Desde la psicología infantil entendemos que los niños no crecen sostenidos por una sola figura, sino por una red de vínculos. John Bowlby, desde la teoría del apego, explicó que la seguridad emocional se fortalece cuando el niño cuenta con varias figuras disponibles, sensibles y confiables. Los abuelos suelen ocupar ese lugar de apego secundario, una base segura alternativa que amplía el universo afectivo del niño sin competir con los padres. No reemplazan, complementan.

Una de las grandes riquezas del vínculo con los abuelos es el tiempo. A diferencia del ritmo acelerado que muchas veces viven madres y padres, los abuelos suelen ofrecer una presencia más pausada, menos apurada y más contemplativa. Para un niño, esto se traduce en escucha, paciencia y atención plena. Esa experiencia de sentirse visto sin prisa tiene un impacto directo en la autoestima y en la regulación emocional.

Los abuelos también funcionan como transmisores de historia y pertenencia. A través de relatos, anécdotas y recuerdos familiares, ayudan al niño a construir una narrativa sobre quién es y de dónde viene. Desde la psicología del desarrollo sabemos que el sentido de identidad se nutre de estas historias. Un niño que conoce su historia familiar suele sentirse más anclado, más seguro y más conectado con su entorno.

Otro aspecto clave es la flexibilidad del rol. Los abuelos suelen relacionarse con los niños desde un lugar menos normativo y más lúdico. Esto no significa ausencia de límites, sino límites distintos. Donald Winnicott hablaba de la importancia del juego como espacio de crecimiento psíquico. Los abuelos, muchas veces, se convierten en grandes facilitadores de ese juego libre, creativo y sin tanta exigencia, donde el niño puede ser sin rendir.

Desde lo emocional, los abuelos ofrecen algo muy valioso: amor sin expectativa de rendimiento. No esperan notas, logros ni comportamientos ejemplares. Esperan al niño tal como es. Esta aceptación profunda fortalece la seguridad interna y permite que el niño explore el mundo con mayor confianza. Cuando un niño se siente querido sin condiciones, se atreve más.

La influencia de los abuelos también se ve en la transmisión de valores. No desde el discurso moral, sino desde la experiencia. La forma en que cuidan, hablan, resuelven conflictos o muestran afecto se convierte en un aprendizaje silencioso. Carol Gilligan hablaba de la ética del cuidado como base de las relaciones humanas, y muchos niños encuentran en sus abuelos modelos claros de empatía, paciencia y cuidado del otro.

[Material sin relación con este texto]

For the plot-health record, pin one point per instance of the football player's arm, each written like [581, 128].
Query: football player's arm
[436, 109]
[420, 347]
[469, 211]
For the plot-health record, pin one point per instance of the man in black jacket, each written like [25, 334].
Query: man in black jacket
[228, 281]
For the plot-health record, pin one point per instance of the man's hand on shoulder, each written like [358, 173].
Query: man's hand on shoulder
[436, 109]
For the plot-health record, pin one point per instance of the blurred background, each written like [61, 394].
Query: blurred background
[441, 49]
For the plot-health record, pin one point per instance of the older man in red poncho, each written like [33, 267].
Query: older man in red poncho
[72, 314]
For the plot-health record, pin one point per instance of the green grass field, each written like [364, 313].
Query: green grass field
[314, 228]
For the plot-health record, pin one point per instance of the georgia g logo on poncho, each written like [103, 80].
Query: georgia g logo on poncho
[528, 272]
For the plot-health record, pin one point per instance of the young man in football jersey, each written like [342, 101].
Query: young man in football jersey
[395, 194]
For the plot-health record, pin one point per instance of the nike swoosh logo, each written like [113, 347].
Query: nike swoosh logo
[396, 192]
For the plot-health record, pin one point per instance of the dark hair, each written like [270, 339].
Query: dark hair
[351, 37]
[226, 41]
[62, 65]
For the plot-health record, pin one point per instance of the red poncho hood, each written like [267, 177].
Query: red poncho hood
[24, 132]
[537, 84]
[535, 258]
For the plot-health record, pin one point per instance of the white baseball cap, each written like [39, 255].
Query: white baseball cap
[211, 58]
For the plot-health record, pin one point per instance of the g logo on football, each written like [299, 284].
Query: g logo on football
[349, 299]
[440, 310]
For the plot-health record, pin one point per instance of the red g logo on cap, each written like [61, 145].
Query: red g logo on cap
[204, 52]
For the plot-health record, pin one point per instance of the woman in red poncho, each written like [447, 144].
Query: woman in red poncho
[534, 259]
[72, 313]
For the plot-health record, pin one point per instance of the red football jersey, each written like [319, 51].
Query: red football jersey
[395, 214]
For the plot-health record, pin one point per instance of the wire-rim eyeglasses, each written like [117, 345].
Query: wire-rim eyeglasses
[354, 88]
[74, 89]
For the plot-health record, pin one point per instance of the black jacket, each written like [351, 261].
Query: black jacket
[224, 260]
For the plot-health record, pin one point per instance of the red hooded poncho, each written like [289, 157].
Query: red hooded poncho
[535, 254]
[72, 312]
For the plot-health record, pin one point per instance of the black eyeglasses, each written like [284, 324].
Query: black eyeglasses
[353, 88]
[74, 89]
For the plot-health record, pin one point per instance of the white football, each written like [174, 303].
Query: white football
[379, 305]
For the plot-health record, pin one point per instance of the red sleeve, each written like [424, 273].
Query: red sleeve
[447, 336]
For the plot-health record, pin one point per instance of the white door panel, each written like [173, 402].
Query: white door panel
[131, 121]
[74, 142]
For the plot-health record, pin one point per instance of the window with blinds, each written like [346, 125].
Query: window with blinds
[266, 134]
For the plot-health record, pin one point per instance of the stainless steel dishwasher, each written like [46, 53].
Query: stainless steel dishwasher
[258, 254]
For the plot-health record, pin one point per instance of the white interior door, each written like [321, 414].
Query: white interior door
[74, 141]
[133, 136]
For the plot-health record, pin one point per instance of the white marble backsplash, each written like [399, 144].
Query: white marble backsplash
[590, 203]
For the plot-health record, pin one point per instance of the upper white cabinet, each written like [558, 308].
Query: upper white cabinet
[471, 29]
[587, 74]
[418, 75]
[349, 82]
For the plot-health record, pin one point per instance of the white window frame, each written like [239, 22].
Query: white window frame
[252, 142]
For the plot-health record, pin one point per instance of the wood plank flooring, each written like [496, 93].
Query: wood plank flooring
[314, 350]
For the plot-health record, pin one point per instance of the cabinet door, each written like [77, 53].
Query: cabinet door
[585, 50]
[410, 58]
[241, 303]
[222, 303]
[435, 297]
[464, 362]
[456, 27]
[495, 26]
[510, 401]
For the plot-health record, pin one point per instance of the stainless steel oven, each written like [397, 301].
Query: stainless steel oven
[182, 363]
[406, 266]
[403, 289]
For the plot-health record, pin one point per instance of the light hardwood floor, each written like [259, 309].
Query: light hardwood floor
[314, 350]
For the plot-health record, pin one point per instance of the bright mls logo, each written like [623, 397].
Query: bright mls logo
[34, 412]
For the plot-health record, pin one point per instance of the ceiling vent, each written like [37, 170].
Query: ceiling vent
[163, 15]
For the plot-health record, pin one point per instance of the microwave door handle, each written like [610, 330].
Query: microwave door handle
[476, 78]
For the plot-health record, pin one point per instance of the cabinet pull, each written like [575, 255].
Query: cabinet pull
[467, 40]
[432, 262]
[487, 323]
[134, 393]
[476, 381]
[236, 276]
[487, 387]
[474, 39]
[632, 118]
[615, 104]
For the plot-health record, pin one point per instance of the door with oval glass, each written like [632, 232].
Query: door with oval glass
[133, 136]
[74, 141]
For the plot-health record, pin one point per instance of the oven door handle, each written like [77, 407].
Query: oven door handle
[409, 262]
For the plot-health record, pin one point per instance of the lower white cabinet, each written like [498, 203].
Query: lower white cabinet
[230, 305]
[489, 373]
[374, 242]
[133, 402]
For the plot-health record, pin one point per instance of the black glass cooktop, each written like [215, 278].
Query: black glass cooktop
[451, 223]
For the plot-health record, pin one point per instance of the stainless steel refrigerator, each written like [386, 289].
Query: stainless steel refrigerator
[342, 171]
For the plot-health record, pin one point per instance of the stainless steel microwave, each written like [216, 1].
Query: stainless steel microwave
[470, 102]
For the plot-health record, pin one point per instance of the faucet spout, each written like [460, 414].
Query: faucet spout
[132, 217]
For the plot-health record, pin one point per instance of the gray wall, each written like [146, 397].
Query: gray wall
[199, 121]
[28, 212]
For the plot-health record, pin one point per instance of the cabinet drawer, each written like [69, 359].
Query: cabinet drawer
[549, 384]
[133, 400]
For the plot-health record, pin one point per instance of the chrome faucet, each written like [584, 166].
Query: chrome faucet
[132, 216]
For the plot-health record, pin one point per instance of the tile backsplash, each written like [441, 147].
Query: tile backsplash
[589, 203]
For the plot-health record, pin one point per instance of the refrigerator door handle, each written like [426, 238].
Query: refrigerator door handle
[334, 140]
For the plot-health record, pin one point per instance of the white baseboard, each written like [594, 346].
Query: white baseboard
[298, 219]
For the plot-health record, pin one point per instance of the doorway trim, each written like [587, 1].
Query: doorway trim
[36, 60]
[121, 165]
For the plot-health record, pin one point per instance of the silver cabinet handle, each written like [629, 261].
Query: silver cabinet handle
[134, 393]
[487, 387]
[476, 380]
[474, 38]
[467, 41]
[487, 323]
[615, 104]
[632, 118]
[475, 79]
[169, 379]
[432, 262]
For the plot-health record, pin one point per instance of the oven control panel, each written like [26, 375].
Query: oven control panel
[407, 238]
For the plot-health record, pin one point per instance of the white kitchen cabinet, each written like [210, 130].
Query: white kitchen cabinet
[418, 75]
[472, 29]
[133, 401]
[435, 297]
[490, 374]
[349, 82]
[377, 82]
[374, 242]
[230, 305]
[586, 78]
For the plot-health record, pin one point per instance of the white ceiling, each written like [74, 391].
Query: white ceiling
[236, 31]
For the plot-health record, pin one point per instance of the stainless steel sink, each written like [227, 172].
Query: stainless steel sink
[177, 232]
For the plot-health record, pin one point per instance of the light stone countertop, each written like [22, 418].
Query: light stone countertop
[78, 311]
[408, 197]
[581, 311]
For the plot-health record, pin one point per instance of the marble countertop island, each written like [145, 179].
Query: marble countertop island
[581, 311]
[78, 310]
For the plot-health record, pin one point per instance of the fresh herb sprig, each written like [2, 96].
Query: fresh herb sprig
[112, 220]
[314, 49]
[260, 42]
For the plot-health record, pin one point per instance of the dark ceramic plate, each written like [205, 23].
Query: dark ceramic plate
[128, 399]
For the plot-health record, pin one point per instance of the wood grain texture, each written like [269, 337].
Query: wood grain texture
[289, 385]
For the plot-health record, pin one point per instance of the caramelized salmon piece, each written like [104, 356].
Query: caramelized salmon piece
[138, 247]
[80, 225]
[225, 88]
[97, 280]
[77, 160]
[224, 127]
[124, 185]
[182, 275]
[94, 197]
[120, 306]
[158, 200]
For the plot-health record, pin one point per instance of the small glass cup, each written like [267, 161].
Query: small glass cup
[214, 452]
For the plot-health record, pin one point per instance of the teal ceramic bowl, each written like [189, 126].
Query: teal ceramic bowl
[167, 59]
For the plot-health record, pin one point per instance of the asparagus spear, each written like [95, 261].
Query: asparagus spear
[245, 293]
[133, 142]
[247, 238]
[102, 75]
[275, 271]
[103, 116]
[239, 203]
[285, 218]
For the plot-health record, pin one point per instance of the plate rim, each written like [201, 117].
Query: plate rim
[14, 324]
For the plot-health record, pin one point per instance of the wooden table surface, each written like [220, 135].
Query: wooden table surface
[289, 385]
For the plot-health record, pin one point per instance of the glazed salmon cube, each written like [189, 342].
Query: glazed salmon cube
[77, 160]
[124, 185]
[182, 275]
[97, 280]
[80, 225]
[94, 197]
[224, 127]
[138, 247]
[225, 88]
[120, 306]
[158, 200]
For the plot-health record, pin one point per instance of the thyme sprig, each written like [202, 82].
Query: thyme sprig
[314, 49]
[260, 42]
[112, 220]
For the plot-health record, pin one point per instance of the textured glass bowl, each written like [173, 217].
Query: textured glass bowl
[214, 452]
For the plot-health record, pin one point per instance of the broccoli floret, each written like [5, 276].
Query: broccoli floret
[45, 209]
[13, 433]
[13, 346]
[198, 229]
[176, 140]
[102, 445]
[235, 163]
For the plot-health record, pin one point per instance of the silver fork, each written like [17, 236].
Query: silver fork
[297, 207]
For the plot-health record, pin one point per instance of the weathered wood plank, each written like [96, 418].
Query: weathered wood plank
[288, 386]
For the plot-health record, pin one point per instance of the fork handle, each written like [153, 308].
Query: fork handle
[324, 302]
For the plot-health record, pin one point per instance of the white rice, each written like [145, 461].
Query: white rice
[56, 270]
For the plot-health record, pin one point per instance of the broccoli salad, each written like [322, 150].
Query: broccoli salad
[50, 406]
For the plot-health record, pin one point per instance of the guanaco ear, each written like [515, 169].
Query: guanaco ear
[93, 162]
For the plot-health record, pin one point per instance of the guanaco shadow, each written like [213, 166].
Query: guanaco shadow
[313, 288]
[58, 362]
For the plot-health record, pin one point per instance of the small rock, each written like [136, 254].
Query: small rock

Por supuesto, este vínculo necesita coherencia con la crianza. Cuando hay desacuerdos profundos entre padres y abuelos, el niño puede quedar en medio de mensajes contradictorios. Aquí el diálogo adulto es fundamental. Los abuelos no deben ser figuras que desautorizan, ni los padres figuras que excluyen. El bienestar del niño se construye cuando los adultos logran complementarse.

También es importante reconocer que no todos los vínculos con abuelos son iguales, ni todos están disponibles. La calidad del vínculo importa más que la cantidad de tiempo. Un abuelo emocionalmente presente, aunque vea poco al niño, puede tener una influencia más profunda que uno ausente aunque esté cerca.

En muchos casos, los abuelos se convierten en refugio en momentos difíciles: cambios familiares, duelos, crisis o transiciones. Su experiencia de vida les permite ofrecer contención sin dramatismo, sosteniendo al niño desde un lugar sereno. Esa calma se contagia y organiza.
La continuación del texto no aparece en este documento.